The current outline architecture is really hinged on one question. Do I want to continue to use an MCU as the USB endpoint. I have had far, far too many issues with the driver code surrounding USB Audio Class on STM32. I still haven't solved the fact it will not respond to the incoming audio stream about 4 times out of 5. I have to continually reset the MCU to get it to pick up the stream. Obviously a driver timing issue there, it's missing an important packet or it's receiving it when it's not ready for it and the PC does not send another. I expect forcing an endpoint reset on power up or on USB cable insertion may help sync them. The other option is using a hardware IC like a PCM2706. That has the issue where "consumer audio" ICs, tend not to like 24.576Mhz clocks. They tend in fact to have a max I2S MCLK of 12Mhz. So until I can get my hands on one (shipping and IC supply issues) and test a few prototypes out I can't know if it will be worth seeking an alternative slower clock or continue with the MCU approach. The ideal here would be for the PCM2706 to be running with an external I2S master clock, and for it to do the USB sync'ing or asking the host to respond to ITS clock. That would completely free me from doing any reclocking / reframing of audio streams - a huge bonus.

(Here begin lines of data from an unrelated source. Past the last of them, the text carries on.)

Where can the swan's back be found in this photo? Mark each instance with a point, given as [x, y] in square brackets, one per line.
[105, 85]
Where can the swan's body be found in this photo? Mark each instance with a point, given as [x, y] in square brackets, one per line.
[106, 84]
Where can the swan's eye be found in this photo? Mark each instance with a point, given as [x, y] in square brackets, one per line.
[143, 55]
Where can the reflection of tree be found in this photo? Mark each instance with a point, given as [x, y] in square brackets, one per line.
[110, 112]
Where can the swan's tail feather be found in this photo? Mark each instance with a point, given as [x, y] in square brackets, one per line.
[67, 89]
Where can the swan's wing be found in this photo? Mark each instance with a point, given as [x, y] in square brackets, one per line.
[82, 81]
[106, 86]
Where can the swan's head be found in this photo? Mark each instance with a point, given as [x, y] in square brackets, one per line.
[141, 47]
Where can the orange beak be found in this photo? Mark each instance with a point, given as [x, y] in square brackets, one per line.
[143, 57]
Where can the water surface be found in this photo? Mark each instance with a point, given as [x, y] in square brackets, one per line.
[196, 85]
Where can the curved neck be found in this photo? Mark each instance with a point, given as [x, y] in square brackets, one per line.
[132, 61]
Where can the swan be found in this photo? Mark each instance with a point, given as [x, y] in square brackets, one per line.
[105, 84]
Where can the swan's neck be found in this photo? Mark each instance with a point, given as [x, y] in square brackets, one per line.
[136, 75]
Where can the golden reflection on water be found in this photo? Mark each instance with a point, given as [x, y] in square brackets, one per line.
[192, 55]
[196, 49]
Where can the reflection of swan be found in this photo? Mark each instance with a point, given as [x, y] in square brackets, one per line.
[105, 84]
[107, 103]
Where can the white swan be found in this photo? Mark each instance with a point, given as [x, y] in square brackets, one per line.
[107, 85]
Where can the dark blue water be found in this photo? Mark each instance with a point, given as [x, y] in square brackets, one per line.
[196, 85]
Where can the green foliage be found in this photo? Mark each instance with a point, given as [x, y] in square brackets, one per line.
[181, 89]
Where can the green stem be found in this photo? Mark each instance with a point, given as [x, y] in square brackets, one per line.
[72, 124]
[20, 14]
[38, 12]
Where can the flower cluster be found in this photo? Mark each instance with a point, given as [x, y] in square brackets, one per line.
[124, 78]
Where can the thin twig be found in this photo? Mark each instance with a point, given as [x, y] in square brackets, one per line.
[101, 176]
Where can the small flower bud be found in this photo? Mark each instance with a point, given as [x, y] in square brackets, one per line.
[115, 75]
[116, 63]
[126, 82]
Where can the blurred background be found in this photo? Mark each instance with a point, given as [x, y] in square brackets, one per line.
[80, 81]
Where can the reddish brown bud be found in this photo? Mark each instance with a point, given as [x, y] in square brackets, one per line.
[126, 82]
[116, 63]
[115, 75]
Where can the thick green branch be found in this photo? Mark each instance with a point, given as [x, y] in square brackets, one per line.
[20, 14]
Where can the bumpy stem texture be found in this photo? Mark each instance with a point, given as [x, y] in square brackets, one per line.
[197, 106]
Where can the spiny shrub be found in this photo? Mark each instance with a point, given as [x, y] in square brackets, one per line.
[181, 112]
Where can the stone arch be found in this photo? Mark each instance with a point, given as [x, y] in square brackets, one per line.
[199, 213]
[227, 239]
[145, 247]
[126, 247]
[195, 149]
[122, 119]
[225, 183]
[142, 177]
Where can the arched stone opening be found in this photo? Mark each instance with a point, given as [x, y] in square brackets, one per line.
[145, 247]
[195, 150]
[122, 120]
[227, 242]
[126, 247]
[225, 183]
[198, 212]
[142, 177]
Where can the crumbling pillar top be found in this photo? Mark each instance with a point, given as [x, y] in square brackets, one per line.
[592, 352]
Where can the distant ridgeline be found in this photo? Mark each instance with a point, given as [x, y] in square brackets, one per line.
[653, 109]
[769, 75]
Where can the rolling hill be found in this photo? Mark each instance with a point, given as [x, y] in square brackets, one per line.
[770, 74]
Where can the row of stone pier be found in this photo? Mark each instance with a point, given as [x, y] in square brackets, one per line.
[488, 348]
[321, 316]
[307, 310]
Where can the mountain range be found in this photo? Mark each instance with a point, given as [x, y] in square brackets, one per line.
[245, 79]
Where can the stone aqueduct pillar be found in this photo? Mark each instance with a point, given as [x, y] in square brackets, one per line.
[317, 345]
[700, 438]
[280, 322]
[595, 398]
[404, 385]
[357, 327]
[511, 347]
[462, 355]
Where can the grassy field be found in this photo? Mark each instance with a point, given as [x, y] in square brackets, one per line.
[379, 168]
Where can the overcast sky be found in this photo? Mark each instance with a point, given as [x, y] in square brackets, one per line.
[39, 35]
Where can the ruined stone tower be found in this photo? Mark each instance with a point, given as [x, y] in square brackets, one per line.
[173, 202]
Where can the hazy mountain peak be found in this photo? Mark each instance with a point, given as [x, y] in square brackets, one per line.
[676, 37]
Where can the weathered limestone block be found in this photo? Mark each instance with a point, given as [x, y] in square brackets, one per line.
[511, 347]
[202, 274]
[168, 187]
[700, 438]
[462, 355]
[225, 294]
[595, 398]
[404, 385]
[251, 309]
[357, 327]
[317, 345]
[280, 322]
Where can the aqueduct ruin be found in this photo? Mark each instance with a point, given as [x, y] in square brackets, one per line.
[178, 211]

The decision above knocks on to the internal bus architecture. I2S is great and all, but it's slow as it forces you down to the sample frequency domain for transmission. I mean that kinda is the point of it. However the I2S ports are really just SPI ports with a few additional signals. For the internal bus I am free to use SPI at a MUCH faster rate than the I2S. A 48K@16bit stereo I2S stream is about 1.3Mbit/s The native hardware SPI bus on even the small STM32F411 runs at 50Mbit/s. (well, 48Mbit/s if you need USB 48MHz clocks too). A single frame of I2S can be transmitted and received in less than 250us on that bus.
High level: Multiple input end points can "dump" their audio packets (pre-gained) to one or two internal buses. These buses are mastered and processed by a more beefy MCU such as a STM32H7. Processing will include down-mixing - simply mixing two streams together, parametric EQ per bus, not per channel, not unless I have LOTS of free horsepower, which I doubt. I won't be writing perfectly optimised filter code and will probably be re-calculating biquad coefficients on the fly.
Finally, of course, output routing. Each internal bus can be assigned to any output.... or more practically the buses will send their audio out regardless and each output endpoint is free to pick up that bus or not.
4 x Input - i2s -> 2x Bus mixer STM32F411 - 50Mbit SPI -> 2x Bus processors STM32H7 -> 4 x i2s output.
If the PCM2706 avenue hits a dead end, I can drop the i2s bus and just use SPI bus there. The exception would be the aux analouge in which will have to have it's i2s stream rebussed to SPI.
I already have breadboard prototypes of mixing an ADC stream with a USB stream, including buffer alignments. I have a list of prototypes to put together and test. Each sub component or bus topology has a set of prototypes to test it works as expected or not as the case might be. Each helps me decide which path to take.
The hardest part is steming from my lack of formal mathematics training/study. I just don't speak maths. That creates an issue when you come to researching EQs and filters, which the main populus in that field are electrical engineers who insist on calculating everything from scratch every time and forcing you to sit through listening to them explaing it in derivatives each time. I can find OS libraries I can pilfer/borrow, it's just finding the easies to port to ARM DSP biquads.